Dirjen Mineral dan Batubara Kementerian ESDM, Thamrin Sihite, mengatakan sejak disahkannya UU No. 4 Tahun 2009 tentang Minerba, yang mewajibkan setiap perusahaan tambang membangun smelter di Indonesia, hanya tujuh perusahaan yang telah memenuhi hal tersebut. Melihat pergerakan yang lamban dari para pengusaha pertambangan dan meningkatnya jumlah ekspor biji mineral hingga 4000 persen, akhirnya Kementerian ESDM mengeluarkan peraturan pelarangan ekspor.

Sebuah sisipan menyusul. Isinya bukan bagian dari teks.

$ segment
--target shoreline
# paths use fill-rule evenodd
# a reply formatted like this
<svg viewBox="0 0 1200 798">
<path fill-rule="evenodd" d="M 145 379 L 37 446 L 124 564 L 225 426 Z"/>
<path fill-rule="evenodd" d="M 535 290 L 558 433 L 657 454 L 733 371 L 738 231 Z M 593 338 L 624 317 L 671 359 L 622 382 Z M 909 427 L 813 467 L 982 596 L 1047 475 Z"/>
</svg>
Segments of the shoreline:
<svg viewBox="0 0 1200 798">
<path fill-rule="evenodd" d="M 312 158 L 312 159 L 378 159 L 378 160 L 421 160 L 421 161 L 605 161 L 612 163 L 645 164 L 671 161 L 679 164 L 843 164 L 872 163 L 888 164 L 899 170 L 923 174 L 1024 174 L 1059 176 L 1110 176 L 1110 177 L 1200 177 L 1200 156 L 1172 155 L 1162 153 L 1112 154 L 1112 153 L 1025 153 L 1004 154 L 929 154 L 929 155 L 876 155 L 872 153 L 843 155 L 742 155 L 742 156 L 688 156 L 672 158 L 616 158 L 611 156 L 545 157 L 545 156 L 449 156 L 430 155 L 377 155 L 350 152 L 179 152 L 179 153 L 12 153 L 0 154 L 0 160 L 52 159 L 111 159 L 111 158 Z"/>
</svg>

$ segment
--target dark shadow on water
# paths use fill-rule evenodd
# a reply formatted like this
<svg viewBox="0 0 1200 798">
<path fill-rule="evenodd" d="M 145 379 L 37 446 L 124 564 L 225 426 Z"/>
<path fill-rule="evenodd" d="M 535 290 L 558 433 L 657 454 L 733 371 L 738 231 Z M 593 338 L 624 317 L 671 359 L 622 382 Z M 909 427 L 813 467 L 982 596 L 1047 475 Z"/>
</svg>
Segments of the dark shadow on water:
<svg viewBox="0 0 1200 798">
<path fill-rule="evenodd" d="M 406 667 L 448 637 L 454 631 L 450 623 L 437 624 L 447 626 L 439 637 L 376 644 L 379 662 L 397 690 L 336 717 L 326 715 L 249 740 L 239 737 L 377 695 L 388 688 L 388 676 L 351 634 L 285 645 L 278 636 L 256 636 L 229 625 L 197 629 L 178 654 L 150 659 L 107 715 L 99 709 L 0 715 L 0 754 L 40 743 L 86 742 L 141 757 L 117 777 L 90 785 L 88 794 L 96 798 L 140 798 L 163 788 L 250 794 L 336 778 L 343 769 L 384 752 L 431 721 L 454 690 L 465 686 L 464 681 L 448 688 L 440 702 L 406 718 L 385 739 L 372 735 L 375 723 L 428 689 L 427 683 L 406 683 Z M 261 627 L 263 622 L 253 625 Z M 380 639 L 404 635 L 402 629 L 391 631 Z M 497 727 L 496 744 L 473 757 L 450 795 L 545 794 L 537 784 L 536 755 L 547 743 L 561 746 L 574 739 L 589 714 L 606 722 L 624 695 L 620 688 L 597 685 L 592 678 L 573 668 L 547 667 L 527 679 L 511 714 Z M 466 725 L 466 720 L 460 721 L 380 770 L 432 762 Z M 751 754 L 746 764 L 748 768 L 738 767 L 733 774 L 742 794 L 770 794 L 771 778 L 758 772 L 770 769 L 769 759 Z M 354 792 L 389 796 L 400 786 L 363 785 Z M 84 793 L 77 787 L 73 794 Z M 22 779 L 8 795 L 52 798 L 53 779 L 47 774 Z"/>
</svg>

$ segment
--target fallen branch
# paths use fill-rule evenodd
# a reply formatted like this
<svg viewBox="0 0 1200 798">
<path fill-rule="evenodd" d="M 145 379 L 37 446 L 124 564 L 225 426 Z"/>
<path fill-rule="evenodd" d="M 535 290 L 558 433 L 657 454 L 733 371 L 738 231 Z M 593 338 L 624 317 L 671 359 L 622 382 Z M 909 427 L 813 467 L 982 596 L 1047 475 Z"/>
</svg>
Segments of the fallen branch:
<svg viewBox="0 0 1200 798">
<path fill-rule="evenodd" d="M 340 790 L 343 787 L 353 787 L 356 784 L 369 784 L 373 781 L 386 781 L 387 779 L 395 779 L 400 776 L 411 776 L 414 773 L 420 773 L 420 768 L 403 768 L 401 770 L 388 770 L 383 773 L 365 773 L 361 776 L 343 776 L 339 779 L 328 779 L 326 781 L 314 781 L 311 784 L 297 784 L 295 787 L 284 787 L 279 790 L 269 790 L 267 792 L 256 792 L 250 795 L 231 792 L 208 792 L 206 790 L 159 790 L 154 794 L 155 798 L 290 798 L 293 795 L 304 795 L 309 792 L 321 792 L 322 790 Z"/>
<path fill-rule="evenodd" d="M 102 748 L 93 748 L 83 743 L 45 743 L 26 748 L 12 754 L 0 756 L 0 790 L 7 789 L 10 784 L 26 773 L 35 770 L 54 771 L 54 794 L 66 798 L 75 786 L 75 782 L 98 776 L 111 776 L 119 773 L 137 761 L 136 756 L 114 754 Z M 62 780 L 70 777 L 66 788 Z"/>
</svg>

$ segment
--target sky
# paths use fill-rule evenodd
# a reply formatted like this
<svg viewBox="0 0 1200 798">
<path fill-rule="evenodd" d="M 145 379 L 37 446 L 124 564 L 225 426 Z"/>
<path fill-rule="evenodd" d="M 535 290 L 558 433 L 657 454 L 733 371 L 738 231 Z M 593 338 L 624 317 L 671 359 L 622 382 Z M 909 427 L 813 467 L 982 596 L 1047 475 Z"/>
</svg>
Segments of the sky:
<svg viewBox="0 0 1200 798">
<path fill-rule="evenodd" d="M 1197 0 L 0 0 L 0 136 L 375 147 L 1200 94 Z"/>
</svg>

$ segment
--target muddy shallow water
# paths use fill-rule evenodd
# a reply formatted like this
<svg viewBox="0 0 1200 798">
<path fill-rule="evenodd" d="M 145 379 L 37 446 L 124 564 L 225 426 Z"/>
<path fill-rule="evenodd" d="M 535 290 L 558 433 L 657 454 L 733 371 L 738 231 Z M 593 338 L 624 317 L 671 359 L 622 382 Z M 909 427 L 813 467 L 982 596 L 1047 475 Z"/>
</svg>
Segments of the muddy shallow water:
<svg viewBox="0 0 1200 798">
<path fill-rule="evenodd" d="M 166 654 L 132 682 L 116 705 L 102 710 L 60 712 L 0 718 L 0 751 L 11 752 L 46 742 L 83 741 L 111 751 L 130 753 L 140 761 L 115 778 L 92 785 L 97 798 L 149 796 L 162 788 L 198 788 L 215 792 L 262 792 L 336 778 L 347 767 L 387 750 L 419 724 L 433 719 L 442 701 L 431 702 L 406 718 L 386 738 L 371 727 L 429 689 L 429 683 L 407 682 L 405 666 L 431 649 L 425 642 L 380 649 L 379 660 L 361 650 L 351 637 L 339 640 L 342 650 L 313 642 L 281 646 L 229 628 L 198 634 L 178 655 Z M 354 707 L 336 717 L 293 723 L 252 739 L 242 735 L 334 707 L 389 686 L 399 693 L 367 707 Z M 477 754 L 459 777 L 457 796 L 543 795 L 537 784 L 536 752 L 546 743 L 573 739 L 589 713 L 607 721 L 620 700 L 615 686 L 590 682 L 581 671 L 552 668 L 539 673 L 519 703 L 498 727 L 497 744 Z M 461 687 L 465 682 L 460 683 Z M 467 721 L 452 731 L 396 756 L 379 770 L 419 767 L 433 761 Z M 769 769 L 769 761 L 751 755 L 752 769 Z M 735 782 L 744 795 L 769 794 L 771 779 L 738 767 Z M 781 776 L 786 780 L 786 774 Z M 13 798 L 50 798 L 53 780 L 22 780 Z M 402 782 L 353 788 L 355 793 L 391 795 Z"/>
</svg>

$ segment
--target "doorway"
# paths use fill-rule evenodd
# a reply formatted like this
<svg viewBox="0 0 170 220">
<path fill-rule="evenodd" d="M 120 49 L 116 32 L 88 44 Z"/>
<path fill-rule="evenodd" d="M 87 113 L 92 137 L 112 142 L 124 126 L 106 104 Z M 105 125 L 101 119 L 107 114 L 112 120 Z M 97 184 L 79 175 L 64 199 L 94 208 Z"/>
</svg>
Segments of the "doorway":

“Sebelumnya hanya ada 24 perusahaan yang mengajukan proposal pembangunan smelter tetapi sejak Permen ESDM No 7 terbit, hingga saat ini sudah meningkat jumlahnya menjadi 126 perusahaan,” kata Sihite.


Namun, ia menegaskan bahwa keseluruhan proposal tersebut akan dikaji ulang. Pasalnya, jika 126 proposal tersebut dikabulkan, maka akan terlalu banyak pembangunan smelter di Indonesia. Ia khawatir penyerahan proposal ini hanya dijadikan alat untuk dapat melakukan ekspor, sementara kesungguhannya dipertanyakan. “Kita kaji dulu seluruh proposal apakan mungkin dari 126 perusahaan tersebut, ada yang bergabung menjadi satu untuk membangun smelter,” imbuhnya.


Selain itu, peningkatan jumlah proposal perencanaan pembangungan smelter ini juga tidak lepas dari kebijakan pemerintah untuk menetapkan bea keluar bagi ekspor biji mineral sebesar 20 persen. Kebijakan ini pun dinilai sebagai salah satu alasan perusahaan tambang untuk membangun smelter.


Penetapan bea keluar ini, lanjut Sihite, tentunya akan memberikan dampak positif bagi penerimaan negara. Pasalnya, hal ini menuntut perusahaan tambang untuk tidak melakukan ekspor biji mineral. Melalui pengolahan dan pemurnian yang dilakukan di dalam negeri, akan menaikkan penerimaan negara puluhan kali lipat dari penerimaan hasil ekspor biji mineral. “Untuk biji nikel saja, kalau kita jual hasil olahan di dalam negeri makan penerimaan akan meningkat sebesar 19 kali lipat,” ungkapnya.


Sementara itu, Direktur Jenderal Bea dan Cukai Kemenkeu (DJBC) Agung Kuswandono mengatakan, penetapan bea keluar dan adanya larangan ekspor bagi ekportir yang tidak memenuhi syarat akan dipantau terus dilapangan. “Kami akan memantau di lapangan,” katanya.


Agung menegaskan, pihak DJBC akan menjalankan PMK No. 75 Tahun 2012 tentang Penetapan Barang Ekspor Yang Dikenakan Bea Keluar dan Tarif Bea Keluar dengan sebaik-baiknya. Selain itu, DJBC akan terus melakukan komunikasi yang intens dengan Kementerian ESDM dan Kemendag untuk mengetahui secara akurat tentang aktivitas ekspor mineral di Indonesia. Selain itu, pihaknya akan mengawasi kegiatan ekspor biji mineral agar semua pelaku usaha dapat mematuhi semua kebijakan ini.


“Yang lebih terpenting lagi, kami akan melakukan pelayanan sebaik-baiknya kepada perusahaan tambang yang akan melakukan aktivitas ekspor,” tegasnya.